The Rev. John Fleetwood, who authored the greater part of this three-in-one volume, was a Scottish theologian and biblical critic, but is obscure enough that he doesn’t have a Wikipedia listing.

Although his fame and heritage have been lost to time, his hefty tome survives him well – even if my memory doesn’t.

Scribner. Another Tulsa ghost.

Before the American Civil War, in 1850, Isaac Baker died. His business partner paid off the estate and repainted the sign out front to read – Charles Scribner Company.

He published books.

After the war, the company began publishing a magazine, and then another – in that grand age of monthly editions. Later, his sons joined the firm, and at the father’s death the company was renamed Charles Scribner’s Sons. Over time, it became simply – Scribner.
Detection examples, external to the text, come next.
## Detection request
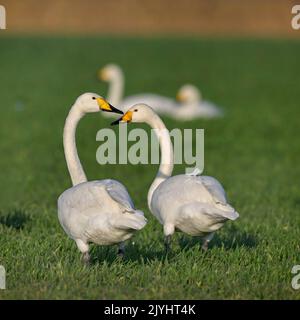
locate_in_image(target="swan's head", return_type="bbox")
[112,104,157,125]
[76,92,123,114]
[98,63,122,81]
[176,84,201,103]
When an F. Scott Fitzgerald novel was published, it bore the Scribner imprint. Same with Hemingway. Scribner managed to corral a number of influential writers like Kurt Vonnegut, Thomas Wolfe, and Edith Wharton. Marjorie Kinnan Rawlings won a Pulitzer for The Yearling, published by Scribner.

Stephen King didn’t win any Putlitzers, but won over a legion of readers during his contract years with Scribner with works like Dreamcatcher and Under the Dome, the latter soon-to-be-released as a film adaptation.

The name Scribner survives, in a fashion. The imprint is now owned by former rival Simon & Schuster, which was in turn acquired by CBS Corporation. During its heyday, Scribner operated a chain of bookstores anchored by its flagship location on Fifth Avenue in New York City.

The store was a marvel to behold, evoking a grandeur reflecting the lofty position held by books and authors at the time. 597 Fifth Avenue was built expressly for the housing of Scribner’s Bookstore. A glass front stopped passersby, who peered through to take in the two story interior complete with a mezzanine, an architectural masterpiece done up in a Beaux Arts style exterior. There was a vaulted ceiling and sunlight filtered in through clerestory windows.

At its demise in 1988, the New York Times treated the news as an obituary: SCRIBNER BOOK STORE, 75, TO CLOSE NEXT MONTH. A descendent of the founder lamented the occasion, but by then his paycheck was backed by Macmillan publishing which acquired Scribner four years earlier.

”A chapter of history is about to close,” said Charles Scribner 3rd at the time. No longer strictly Scribner, Charles the Third served as a vice president at Macmillan.

The Scribner stores were eventually acquired by Barnes and Noble following the breakup of the Scribner publishing and retail divisions. The Utica Square Scribners book store in Tulsa lingered past the millennium, but I could find no obit in the Tulsa World archives. A book signing was hosted there in 2001 – the final mention I found – although relics exist, like the bookmark tucked into a recent acquisition.

A bit like viewing gravestones, they underscore the often-fleeting nature of success. Makes me appreciate even more the opportunity I have to serve as a proprietor in a similar establishment – even if we’re on the economic endangered species list.